Tuesday, May 13, 2008

My Mother's Day Gift

I'm not sure I mentioned before that my daughter informed me last Friday evening that she and her brother had bought me a Mother's Day present but it was coming through the mail and it would be late. Upon further inquiry I was told, no I could not know what it was until it actually came. Humph; I had to wait. So wait I have with gratitude that I was actually getting something in addition to getting to go to lunch at a restaurant( whose name I will not mention because I am not getting paid to advertise for them.) Suffice to say it was a meal out that was not fast food and I enjoyed very much the time with my adopted mom and brother and niece as well as my sweet daughter. All of that leads up to this; the present finally came today and it was a Video Camera, again brand name withheld. ( I am so getting into this ad stuff) I will say it is SWEET! So cool, so easy to use and did I say, SWEET? THANK YOU dear fruit of womb; I love you and am so grateful for your thoughtfulness!

Monday, May 12, 2008

So Far Untitled


I cried a tear
You wiped it dry
So so sweetly I forgot
'Twas you who made me cry

You said you loved me
I believed it was true
I didn't know then
It was actually abuse

You used me up
And threw me away
A discarded toy
That's had it's day

But I needed you
To be my friend
So when you came back
I let you in.

Yet soon it was clear
Your true intent
To satisfy your perversion
Was your intent

Months go by
Thinking I am fine
Then a smell or a face
Jets me back in time

Back to the chaos of
Fear, hate, and pain
Back to feeling the
Shame all over again

Will I ever be free
Of my childhood's hold?
Or be forever in the vise
Of events now so old?

God lifted me out
Of darkness and despair
And while others may revile me
I know He is always there.

I thank God, He resuced me
From depressions pit
May He continue to hold me
In His fierce grip

For without His hand
I so easily would slip
And fall even deeper
Into that old pit.

Yes I know my hope
Is in Christ alone
And to Him I will cling
Until He takes me Home.

And I'll wrestle with these demons
Till God does end thier reign
To return them to the fires of Hell
Where their suffering will never end.

The Drought Has Lifted


I am pleased to announce that despite the inappropriate way I chose to air the my needs and feelings, my voice has been heard and the response is wonderful.
One person got the ball rolling on having meals brought to us a couple times a week, another, came by and mowed and weed whacked our entire lawn, there have been emails, and offers of visits as well.
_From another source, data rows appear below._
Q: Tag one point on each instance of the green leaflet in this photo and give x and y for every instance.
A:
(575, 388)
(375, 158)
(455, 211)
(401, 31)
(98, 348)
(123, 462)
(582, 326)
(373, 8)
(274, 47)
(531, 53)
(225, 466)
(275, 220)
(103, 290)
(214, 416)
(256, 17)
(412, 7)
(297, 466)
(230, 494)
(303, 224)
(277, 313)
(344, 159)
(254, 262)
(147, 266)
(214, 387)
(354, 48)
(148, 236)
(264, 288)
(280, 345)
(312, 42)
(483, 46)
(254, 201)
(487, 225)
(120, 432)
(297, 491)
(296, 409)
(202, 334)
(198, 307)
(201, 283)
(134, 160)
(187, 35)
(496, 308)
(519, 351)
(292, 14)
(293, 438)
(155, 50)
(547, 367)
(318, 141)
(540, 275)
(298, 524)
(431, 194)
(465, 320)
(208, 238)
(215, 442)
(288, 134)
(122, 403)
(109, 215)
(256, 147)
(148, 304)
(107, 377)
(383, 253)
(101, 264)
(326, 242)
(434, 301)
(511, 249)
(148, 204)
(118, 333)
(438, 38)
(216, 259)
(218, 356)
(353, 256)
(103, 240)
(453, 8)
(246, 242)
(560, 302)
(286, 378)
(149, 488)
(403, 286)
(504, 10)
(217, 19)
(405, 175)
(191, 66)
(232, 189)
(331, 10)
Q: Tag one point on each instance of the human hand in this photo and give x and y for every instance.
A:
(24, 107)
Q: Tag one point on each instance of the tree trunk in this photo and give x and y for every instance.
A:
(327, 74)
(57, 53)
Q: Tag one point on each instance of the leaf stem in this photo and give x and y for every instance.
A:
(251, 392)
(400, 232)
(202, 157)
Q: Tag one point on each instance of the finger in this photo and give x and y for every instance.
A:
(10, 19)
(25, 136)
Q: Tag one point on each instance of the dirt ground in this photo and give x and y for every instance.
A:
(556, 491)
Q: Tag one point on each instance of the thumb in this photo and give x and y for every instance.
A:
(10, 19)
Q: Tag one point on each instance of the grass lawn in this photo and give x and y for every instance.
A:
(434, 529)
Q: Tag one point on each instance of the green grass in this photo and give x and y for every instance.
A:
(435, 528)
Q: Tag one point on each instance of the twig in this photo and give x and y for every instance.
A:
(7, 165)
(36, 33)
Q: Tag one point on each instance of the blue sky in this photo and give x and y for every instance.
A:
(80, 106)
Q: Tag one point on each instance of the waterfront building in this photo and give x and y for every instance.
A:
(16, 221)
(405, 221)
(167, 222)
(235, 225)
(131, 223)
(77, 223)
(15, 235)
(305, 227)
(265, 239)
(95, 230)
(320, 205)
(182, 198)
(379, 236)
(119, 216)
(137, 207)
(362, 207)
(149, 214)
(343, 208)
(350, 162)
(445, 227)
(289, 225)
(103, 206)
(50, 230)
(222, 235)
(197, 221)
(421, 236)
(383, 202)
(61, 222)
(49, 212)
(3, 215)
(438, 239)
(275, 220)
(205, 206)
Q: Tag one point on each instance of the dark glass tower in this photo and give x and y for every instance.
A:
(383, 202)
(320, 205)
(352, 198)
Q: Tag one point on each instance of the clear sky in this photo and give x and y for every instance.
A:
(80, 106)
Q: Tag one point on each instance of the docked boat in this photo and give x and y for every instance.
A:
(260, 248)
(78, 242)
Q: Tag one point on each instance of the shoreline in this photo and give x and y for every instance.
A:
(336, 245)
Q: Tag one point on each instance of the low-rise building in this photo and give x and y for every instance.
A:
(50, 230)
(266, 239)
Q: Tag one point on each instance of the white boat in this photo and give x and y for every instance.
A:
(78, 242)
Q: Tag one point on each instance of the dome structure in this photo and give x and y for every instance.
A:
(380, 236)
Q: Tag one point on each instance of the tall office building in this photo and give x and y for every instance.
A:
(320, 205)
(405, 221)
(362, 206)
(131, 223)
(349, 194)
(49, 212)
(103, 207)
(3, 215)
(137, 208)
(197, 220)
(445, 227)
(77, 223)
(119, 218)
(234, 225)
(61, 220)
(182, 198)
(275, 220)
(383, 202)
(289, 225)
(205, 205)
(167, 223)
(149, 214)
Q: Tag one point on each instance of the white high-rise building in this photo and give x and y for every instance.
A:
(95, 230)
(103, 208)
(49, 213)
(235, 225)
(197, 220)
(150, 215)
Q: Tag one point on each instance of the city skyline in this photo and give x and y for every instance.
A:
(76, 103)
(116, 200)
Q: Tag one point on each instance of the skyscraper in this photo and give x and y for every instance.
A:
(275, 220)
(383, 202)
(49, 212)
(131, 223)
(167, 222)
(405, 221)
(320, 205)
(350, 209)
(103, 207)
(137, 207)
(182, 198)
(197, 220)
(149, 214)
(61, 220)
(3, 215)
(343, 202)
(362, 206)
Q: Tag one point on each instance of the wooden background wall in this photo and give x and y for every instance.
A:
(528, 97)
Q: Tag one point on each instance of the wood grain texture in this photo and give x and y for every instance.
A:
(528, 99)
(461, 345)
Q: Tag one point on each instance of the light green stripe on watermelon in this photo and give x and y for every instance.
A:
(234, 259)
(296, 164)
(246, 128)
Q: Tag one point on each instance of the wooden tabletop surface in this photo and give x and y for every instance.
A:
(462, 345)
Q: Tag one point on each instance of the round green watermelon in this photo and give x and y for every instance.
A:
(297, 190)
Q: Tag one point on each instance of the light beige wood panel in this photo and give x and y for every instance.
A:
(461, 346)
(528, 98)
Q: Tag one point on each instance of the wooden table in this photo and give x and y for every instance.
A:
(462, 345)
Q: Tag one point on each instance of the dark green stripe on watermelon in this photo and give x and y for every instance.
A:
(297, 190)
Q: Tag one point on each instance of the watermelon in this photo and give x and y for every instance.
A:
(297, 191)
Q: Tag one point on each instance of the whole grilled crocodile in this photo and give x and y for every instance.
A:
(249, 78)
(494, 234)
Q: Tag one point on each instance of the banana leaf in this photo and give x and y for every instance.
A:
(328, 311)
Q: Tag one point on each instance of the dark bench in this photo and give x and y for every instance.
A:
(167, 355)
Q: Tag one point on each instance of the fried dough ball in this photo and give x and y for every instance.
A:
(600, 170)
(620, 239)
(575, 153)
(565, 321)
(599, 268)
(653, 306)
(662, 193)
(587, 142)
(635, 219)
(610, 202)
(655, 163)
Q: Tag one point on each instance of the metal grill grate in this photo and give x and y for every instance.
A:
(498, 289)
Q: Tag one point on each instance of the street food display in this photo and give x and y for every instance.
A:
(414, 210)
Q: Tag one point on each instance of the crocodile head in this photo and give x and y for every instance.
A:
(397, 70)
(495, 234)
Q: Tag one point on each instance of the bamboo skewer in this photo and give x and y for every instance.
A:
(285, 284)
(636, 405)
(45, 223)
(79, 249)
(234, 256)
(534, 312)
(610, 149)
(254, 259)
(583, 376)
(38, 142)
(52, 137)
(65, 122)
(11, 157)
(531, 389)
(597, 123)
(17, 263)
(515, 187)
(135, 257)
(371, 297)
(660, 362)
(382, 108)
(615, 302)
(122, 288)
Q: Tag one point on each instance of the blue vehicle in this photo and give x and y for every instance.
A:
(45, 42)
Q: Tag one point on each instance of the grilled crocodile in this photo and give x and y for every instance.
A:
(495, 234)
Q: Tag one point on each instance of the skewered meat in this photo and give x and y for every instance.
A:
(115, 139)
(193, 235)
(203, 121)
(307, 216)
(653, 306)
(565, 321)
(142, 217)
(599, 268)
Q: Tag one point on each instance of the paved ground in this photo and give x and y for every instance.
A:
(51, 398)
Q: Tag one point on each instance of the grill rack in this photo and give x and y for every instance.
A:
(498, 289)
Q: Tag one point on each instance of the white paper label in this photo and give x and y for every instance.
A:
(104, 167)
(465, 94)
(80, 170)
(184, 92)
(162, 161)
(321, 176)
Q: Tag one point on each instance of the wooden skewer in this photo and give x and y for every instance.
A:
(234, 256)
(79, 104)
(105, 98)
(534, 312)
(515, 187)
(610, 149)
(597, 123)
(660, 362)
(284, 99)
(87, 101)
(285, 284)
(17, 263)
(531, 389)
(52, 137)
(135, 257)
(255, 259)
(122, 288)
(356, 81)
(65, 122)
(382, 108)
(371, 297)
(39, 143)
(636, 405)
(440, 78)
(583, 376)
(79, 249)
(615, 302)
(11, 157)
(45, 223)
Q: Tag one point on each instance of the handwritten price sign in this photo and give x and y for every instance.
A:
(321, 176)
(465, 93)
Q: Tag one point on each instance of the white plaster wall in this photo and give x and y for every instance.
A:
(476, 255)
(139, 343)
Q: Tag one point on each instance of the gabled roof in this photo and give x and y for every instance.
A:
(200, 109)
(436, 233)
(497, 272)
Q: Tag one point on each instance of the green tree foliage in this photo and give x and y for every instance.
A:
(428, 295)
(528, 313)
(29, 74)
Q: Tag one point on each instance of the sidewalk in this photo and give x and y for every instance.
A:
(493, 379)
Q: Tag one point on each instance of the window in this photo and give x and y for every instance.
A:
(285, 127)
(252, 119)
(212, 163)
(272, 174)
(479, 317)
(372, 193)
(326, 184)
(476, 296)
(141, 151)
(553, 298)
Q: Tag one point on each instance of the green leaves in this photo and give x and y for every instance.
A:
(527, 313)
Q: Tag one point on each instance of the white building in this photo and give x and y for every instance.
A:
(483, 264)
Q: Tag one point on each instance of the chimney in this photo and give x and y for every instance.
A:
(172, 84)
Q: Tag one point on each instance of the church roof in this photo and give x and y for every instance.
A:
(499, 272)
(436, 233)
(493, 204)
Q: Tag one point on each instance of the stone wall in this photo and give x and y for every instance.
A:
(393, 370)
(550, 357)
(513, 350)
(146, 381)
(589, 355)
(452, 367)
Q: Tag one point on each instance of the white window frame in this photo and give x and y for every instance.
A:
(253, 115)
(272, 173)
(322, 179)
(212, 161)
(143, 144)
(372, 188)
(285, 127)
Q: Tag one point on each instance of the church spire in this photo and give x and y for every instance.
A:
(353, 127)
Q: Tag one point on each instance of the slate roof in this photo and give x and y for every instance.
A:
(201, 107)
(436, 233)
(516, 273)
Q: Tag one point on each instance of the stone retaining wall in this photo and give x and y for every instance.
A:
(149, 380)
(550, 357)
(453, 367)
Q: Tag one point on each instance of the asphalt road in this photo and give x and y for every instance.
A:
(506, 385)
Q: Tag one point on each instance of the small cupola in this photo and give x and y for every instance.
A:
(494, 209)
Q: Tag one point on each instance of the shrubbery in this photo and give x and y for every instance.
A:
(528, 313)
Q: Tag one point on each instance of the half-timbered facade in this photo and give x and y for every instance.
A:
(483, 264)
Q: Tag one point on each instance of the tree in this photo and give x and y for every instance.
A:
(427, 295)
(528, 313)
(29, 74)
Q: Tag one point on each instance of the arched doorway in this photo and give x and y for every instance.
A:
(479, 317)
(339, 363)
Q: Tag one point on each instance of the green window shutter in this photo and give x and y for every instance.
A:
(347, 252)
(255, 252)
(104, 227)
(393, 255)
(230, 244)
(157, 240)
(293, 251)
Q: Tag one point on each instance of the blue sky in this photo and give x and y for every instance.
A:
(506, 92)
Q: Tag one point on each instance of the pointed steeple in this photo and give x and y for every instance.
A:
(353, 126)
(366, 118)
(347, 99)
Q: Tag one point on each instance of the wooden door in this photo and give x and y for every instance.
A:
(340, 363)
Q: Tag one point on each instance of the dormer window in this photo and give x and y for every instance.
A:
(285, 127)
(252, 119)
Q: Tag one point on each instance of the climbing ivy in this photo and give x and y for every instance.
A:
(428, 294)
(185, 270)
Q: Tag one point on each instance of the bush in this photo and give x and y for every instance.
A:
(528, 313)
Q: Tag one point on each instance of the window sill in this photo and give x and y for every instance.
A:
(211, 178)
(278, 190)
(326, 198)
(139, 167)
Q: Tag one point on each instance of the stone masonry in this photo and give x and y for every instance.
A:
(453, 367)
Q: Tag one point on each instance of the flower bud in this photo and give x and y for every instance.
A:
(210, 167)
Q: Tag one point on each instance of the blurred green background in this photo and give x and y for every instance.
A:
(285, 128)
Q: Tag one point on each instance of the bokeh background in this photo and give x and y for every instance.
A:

Today we got our second meal and the person who brought it sat and visited and told me how much she misses me seeing me at church. I cannot tell you how grateful I am for this outpouring of concern and help. If I don't get a Thank You card to each and every one of you I hope God will let you know how much it means to me. For everyone I pray God will return to you tenfold what you have given me. THANK YOU!

Sunday, May 11, 2008

Explanations and Apologies


I took down my other blog in anger and frustration over a misunderstanding that I precipitated by posting criticisms of the Church on a public forum.
The perception is that I did this instead of trying to talk to someone about things first. I understand how this perception has validity to someone who is mostly sane and not chronically depressed.
From a "normal" perspective, it is no big deal to not have a phone call returned for a month and one would not automatically assume the worst in such a case. I, however, am none of the above. I would have to give my whole life story in order for you to really have clue where I am coming from. Suffice to say I do have chronic deep depression.
I became depressed early in childhood and was untreated until my mid 20's and not properly medicated until my thirties. My brain chemistry, unlike some people who have a bout with depression and get better, was irreversibly changed because of this and I will probably never, unless God chooses to deliver me completely from it, be free of it. I am a whole lot less depressed than I was years ago. However, I see through what my daughter calls the "twisted lens of depression". On top of that I am unable to work due to this severely impaired mental state combined with fibromyalgia (and most recently additionally restricted to home by severe neck,and back pain that the MD are still working on the cause of). It might not seem like a month with no phone call is not that long to people who have full lives, working and going to events, etc. But to someone basically house bound, it is a very long time. Most people would not assume under those circumstances that no none loved or cared for them, but would logically realize that past service and attention was proof someone cared, that people just get busy and think no more of it. But through that twisted lens, one feels abandoned, ignored, and without recourse.
I am deeply sorry for any and all hurt my posts about the Church caused.
I cannot tell you how many hours of prayer and tears have been spent over this horrible misunderstanding, and how much I deeply regret what I said, how I said it and where I chose to say it.
For these reasons I am using the same forum to issue this apology as well as personal apologies to individuals I know of that I hurt. If I miss you please let me know, I truly want to make amends.

Happy Mother's Day

To each and every mother out there; I hope it was/ is the best est of days for you. We have the hardest and most influential job on the planet and this day is for us. Enjoy it to the fullest.

Saturday, May 10, 2008

BLOWN AWAY

I am overwhelmed and surprised with gratitude!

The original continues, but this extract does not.